Stop Talking About Transparency and Start Measuring It
Companies Mentioned
Why It Matters
By turning transparency into a measurable, actionable metric, the ITI equips governments and citizens to curb waste, improve safety, and attract investment in public projects.
Key Takeaways
- •ITI measures infrastructure transparency across four dimensions.
- •Costa Rica improved its ITI score by 41% in four years.
- •Uganda saw a 55% score increase, prompting flood safety interventions.
- •Ecuador now displays 32,000 projects on a national data platform.

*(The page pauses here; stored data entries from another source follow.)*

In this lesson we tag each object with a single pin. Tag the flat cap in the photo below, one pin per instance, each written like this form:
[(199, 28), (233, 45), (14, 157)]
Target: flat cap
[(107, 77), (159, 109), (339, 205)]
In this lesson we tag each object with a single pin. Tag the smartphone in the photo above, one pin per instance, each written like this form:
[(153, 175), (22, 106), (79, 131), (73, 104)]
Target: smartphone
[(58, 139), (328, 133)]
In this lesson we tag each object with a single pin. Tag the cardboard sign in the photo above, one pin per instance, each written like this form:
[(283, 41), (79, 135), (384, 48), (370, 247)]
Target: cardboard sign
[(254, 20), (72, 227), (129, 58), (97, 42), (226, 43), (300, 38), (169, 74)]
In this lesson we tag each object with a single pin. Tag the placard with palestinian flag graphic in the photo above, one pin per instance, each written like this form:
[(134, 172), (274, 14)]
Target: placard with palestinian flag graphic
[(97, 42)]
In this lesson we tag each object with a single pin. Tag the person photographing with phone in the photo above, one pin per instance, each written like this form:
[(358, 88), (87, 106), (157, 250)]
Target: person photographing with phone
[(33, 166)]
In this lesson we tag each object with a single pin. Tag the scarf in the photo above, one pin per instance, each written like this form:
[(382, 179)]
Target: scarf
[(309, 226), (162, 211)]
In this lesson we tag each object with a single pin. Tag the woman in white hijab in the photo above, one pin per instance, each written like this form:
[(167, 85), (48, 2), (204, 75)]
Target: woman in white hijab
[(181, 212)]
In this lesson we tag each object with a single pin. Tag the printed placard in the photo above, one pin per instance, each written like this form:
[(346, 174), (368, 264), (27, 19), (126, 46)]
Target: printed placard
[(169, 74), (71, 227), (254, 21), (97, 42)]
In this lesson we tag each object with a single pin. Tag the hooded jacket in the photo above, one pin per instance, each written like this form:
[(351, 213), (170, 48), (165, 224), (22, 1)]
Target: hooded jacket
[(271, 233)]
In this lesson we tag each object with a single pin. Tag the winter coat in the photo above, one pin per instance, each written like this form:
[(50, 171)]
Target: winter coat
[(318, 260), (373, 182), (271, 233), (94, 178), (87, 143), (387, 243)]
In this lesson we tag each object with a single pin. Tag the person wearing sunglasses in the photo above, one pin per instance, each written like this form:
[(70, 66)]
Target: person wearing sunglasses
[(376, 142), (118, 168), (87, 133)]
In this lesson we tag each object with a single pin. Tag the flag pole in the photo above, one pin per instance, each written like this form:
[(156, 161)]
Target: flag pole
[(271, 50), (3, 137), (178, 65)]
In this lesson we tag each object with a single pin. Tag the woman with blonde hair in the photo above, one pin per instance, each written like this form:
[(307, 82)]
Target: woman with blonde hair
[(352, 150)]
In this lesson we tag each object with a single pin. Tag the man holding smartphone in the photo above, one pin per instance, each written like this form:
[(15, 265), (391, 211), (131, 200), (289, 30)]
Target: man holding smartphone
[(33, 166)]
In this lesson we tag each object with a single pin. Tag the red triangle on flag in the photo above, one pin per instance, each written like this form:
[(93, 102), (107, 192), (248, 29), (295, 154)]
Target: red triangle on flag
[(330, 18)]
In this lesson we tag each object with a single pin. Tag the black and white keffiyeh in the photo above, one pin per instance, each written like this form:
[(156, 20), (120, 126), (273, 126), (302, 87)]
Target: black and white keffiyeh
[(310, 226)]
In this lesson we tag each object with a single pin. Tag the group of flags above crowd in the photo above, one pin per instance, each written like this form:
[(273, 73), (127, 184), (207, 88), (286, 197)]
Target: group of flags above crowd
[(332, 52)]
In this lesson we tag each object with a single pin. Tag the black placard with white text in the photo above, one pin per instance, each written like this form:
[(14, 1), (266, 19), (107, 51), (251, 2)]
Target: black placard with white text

- •ITI turns scores into actionable recommendations that drive institutional reform.
Pulse Analysis
The scale of public‑infrastructure spending—trillions of dollars each year—creates a massive incentive for corruption, yet traditional transparency pledges often remain superficial. Without a clear yardstick, governments struggle to prove that published data translates into accountability, and citizens lack the tools to scrutinize projects that affect their daily lives. This gap has spurred a growing demand for metrics that go beyond mere disclosure, focusing instead on the effectiveness of institutions, citizen engagement, and the usability of information throughout a project’s lifecycle.
Enter the Infrastructure Transparency Index, a free, replicable framework that assesses four critical dimensions: enabling environment, institutional capacity, citizen participation, and information publication. By benchmarking against internationally comparable standards, the ITI provides a diagnostic score and, crucially, a set of practical recommendations. Real‑world evidence shows the index’s impact: Costa Rica lifted its score by 41% in four years, Uganda by 55% in three, and Ecuador now hosts over 32,000 projects on a public platform, exposing spending patterns and prompting risk‑based oversight. These gains illustrate how systematic measurement can catalyze legal reforms, safety upgrades, and integrated procurement systems.
For policymakers, investors, and civil‑society groups, the ITI offers a roadmap to transform transparency from a buzzword into a performance driver. By linking data quality to actionable reforms, the index reduces fiscal waste, enhances public trust, and creates a more predictable environment for private capital. As more jurisdictions adopt the methodology, the cumulative effect could reshape global infrastructure markets, making projects not only more visible but also more resilient and aligned with community needs.